Born in Harpers Ferry, Jefferson County, Emanuel Willis Wilson grew up working in the town's United States Armory. A self-educated lawyer, Wilson was elected to the House of Delegates in 1870. Wilson returned to the House after a brief term in the state senate, during which he successfully opposed the sale of public improvements in the Kanawha River to a private corporation. As house speaker, he led resistance to the increasing problem of monopolies.
As governor, Wilson continued his opposition to monopolies and dealt with the issue of political corruption. He failed to secure legislation forbidding the pollution of streams. Wilson gained national attention by refusing to extradite members of the Hatfield family to Kentucky during the Hatfield-McCoy feud. Out of gratitude, family patriarch Anderson "Devil Anse" Hatfield named one of his sons after the governor.

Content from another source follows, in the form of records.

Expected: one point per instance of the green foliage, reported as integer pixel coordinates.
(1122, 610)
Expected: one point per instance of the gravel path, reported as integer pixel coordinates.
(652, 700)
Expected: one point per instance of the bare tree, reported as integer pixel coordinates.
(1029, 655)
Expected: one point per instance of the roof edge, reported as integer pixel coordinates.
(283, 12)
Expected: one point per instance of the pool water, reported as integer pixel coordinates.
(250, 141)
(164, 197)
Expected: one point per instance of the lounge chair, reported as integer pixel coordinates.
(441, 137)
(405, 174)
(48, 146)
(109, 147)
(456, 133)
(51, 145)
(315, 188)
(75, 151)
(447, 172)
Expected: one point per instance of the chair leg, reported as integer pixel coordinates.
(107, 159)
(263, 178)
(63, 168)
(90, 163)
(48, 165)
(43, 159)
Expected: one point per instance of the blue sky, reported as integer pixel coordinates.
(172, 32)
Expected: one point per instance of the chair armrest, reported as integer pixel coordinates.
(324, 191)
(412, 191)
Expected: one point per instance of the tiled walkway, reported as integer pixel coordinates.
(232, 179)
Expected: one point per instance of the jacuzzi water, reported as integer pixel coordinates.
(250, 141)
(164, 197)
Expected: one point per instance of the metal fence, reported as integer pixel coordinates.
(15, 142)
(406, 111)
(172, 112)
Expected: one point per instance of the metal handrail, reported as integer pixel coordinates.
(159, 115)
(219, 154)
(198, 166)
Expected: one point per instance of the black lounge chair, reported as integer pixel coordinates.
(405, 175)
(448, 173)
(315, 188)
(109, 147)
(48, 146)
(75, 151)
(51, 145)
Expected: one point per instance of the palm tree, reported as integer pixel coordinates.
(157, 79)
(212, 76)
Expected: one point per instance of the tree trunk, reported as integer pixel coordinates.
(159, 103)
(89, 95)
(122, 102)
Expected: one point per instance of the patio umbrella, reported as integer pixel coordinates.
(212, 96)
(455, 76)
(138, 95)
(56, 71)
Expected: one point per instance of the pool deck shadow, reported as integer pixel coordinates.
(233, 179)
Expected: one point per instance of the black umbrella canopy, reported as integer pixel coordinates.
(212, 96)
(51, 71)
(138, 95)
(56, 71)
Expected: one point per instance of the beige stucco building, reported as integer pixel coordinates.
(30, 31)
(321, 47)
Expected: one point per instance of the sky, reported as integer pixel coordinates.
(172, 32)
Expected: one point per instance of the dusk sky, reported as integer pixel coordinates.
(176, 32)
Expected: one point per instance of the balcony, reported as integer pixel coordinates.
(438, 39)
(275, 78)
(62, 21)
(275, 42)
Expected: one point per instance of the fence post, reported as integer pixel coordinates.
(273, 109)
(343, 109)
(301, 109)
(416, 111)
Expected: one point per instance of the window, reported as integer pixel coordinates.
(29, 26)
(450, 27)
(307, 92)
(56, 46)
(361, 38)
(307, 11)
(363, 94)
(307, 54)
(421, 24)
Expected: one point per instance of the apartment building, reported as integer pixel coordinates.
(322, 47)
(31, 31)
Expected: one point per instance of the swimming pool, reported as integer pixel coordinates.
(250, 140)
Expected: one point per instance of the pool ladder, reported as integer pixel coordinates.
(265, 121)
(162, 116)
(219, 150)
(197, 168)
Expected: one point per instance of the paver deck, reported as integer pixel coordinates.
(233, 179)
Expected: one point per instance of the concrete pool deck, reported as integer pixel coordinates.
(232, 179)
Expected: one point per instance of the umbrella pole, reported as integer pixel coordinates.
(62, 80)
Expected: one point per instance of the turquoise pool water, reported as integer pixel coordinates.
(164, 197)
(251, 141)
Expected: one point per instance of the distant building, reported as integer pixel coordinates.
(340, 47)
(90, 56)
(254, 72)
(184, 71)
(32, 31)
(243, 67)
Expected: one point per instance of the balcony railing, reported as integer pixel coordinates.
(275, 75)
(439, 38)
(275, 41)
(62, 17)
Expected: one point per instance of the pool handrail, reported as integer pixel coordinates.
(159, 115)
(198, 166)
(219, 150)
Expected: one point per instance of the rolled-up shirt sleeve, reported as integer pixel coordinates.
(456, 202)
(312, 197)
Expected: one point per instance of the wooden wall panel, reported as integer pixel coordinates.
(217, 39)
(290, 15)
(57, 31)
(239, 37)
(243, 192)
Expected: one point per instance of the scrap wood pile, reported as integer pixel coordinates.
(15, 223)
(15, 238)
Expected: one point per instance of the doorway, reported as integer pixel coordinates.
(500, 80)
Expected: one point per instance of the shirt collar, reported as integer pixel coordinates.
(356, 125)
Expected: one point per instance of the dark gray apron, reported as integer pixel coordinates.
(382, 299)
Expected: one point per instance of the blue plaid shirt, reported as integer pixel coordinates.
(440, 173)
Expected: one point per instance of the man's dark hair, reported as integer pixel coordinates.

Wilson became the only governor to serve a five-year term, 1885-1890, because of the controversial election to succeed him. The 1888 election for governor between Democrat Aretas Brooks Fleming and Republican Nathan Goff, Jr. was decided by just over one hundred votes. Fleming, the losing candidate, disputed the vote counts in several counties and appealed to the legislature to choose him as the rightful winner. The legislature failed to act by the end of Wilson's term on March 4, 1889, and both Goff and Fleming were sworn in as governor. As president of the state senate, Robert S. Carr also claimed the governorship. The state Supreme Court decided Wilson should remain governor until the matter was settled. In January 1890, the legislature, controlled by Democrats, chose Fleming.
After leaving office, Wilson was defeated in the 1896 Congressional elections. He practiced law and invested in various business ventures in Charleston, including the city's Arcade building. He died in 1905.